Unnamed: 0,Quantity,UnitPrice
count,392692.0,392692.0
mean,13.119702,3.125914
std,180.492832,22.241836
min,1.0,0.001
25%,2.0,1.25
50%,6.0,1.95
75%,12.0,3.75
max,80995.0,8142.75


### Additional Preprocessing

All identified concerns with the data have been successfully addressed. Moving forward, we can perform additional preprocessing to facilitate easier analysis. Specifically, we will add new columns for total price, hour, day of the week, and month to enhance the dataset for more insightful analysis.  A new column to identify repeat customers will also be added for later analysis on retention rate

In [35]:
#create copy of data frame
cleaned_data = cleaned_data.copy()

# Create a new column for TotalPrice
cleaned_data['TotalPrice'] = cleaned_data['Quantity'] * cleaned_data['UnitPrice']

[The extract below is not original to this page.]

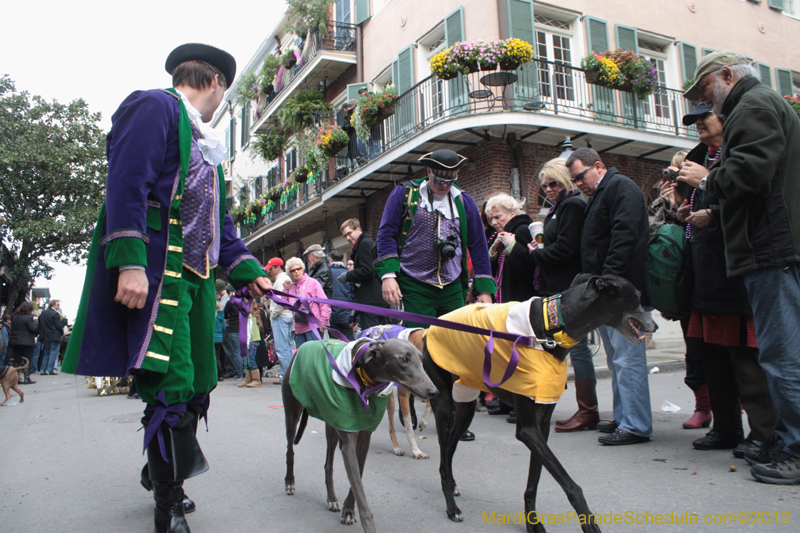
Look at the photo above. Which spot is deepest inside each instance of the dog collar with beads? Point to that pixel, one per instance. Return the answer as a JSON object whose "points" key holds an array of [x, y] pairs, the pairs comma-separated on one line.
{"points": [[554, 322]]}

# Assuming 'InvoiceDate' is the name of the datetime column
cleaned_data['InvoiceDate'] = pd.to_datetime(cleaned_data['InvoiceDate'])

# Extract hour from 'InvoiceDate'
cleaned_data['Hour'] = cleaned_data['InvoiceDate'].dt.hour

# Extract day from 'InvoiceDate'
cleaned_data['Day'] = cleaned_data['InvoiceDate'].dt.dayofweek

# Extract day from 'InvoiceDate'
cleaned_data['Month'] = cleaned_data['InvoiceDate'].dt.month

In [36]:
# Calculate purchase frequency for each customer
purchase_frequency = cleaned_data.groupby('CustomerID')['InvoiceNo'].nunique().reset_index()
purchase_frequency.columns = ['CustomerID', 'PurchaseFrequency']

# Define a threshold for repeat customers (e.g., 1 or more purchases)
threshold = 1

# Create a new column indicating if a customer is a repeat customer
cleaned_data = pd.merge(cleaned_data, purchase_frequency, on='CustomerID', how='left')
cleaned_data['IsRepeatCustomer'] = cleaned_data['PurchaseFrequency'] > threshold

# Drop the intermediate column if needed
cleaned_data = cleaned_data.drop(columns=['PurchaseFrequency'])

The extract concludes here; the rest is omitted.